Market rise sheds light on investor bias
By Laif Meidell, CMT, president of American Wealth Management, and portfolio manager of the AdvisorShares Meidell Tactical Advantage ETF (MATH)
The Standard & Poor’s 500 staggered higher on Thursday, gaining 1.15 percent over the past five trading days while closing higher four out of the past six days. Although this is not a significant gain for the number of days the S&P 500 has closed in the positive, it sheds light on investors’ upward bias or buy-the-dips mentality over the past week. Should the bulls be able to maintain the same fortitude we’ve recently seen, they could win the current game of tug of war the bulls and bears appears to be in.

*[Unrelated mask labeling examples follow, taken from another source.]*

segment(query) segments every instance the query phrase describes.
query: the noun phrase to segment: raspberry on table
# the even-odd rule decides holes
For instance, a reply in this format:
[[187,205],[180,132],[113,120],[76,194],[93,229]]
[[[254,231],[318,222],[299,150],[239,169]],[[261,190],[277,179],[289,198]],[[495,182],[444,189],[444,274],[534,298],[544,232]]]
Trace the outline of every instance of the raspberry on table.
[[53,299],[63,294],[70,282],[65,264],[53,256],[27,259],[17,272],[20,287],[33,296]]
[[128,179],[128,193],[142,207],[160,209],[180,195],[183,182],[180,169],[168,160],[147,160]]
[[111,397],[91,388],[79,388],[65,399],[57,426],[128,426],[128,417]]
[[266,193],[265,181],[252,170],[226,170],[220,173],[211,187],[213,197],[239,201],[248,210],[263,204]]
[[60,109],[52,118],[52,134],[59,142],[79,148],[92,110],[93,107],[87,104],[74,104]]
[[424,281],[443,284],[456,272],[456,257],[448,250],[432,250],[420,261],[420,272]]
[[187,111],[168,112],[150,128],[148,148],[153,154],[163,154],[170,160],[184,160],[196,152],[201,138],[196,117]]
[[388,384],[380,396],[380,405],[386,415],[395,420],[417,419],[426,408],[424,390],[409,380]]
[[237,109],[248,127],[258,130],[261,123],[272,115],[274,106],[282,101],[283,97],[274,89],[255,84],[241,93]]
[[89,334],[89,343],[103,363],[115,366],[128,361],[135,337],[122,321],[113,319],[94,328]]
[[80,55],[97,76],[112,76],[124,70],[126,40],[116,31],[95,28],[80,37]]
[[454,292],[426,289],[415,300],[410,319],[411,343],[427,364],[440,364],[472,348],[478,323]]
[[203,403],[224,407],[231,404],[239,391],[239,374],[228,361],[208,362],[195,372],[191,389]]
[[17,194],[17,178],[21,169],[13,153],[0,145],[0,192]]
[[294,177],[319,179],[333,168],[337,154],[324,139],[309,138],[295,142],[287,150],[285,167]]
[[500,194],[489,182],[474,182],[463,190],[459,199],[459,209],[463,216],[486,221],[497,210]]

Lower-quality bonds took their cue from the stock market’s positive bias with the Barclays U.S. Convertible Bond Index gaining 1.76 percent over the past five trading days and the JP Morgan Emerging Market Bond Global Index higher by 0.23 percent over the same time period. Although convertible bonds outperformed the S&P 500 over the past week, they have underperformed over the past three months, with the Barclays U.S. Convertible Bond Index declining 0.66 percent.
The longer-term trends this year continue to favor foreign bonds, with the JP Morgan Emerging Market Bond Index higher by 4.38 percent over the past three months and the DB Global Government ex-U.S. Inflation Linked Bond Index gaining 4.6 percent over the same time period.

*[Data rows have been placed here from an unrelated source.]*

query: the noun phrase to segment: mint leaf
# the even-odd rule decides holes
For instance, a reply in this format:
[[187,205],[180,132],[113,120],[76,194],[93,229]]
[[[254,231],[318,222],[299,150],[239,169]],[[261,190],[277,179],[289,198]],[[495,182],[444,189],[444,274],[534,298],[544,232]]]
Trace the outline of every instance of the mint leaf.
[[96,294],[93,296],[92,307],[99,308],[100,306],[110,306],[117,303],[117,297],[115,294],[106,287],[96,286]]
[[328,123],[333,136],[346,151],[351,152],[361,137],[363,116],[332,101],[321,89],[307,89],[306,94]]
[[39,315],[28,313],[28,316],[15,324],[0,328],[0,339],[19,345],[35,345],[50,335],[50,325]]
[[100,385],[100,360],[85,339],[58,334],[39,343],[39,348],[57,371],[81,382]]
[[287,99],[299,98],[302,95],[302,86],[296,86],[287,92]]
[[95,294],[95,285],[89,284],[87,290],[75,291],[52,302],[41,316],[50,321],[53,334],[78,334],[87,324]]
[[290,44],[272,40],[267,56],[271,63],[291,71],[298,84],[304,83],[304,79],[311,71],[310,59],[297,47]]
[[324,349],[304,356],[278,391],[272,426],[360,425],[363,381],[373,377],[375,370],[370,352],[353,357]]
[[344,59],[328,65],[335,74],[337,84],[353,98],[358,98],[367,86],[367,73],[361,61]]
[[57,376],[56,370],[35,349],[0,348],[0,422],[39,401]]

High-quality bonds, such as the Barclays U.S. 20+ Year Treasury Bond Index, are still higher than the S&P 500 over the past three months, gaining 3.87 percent versus 2.56 percent, respectively. However, high-quality bonds fell to the bottom of our list for the week, with the Barclays U.S. 20+ Year Treasury Bond Index declining by 1.54 percent over the past five trading days.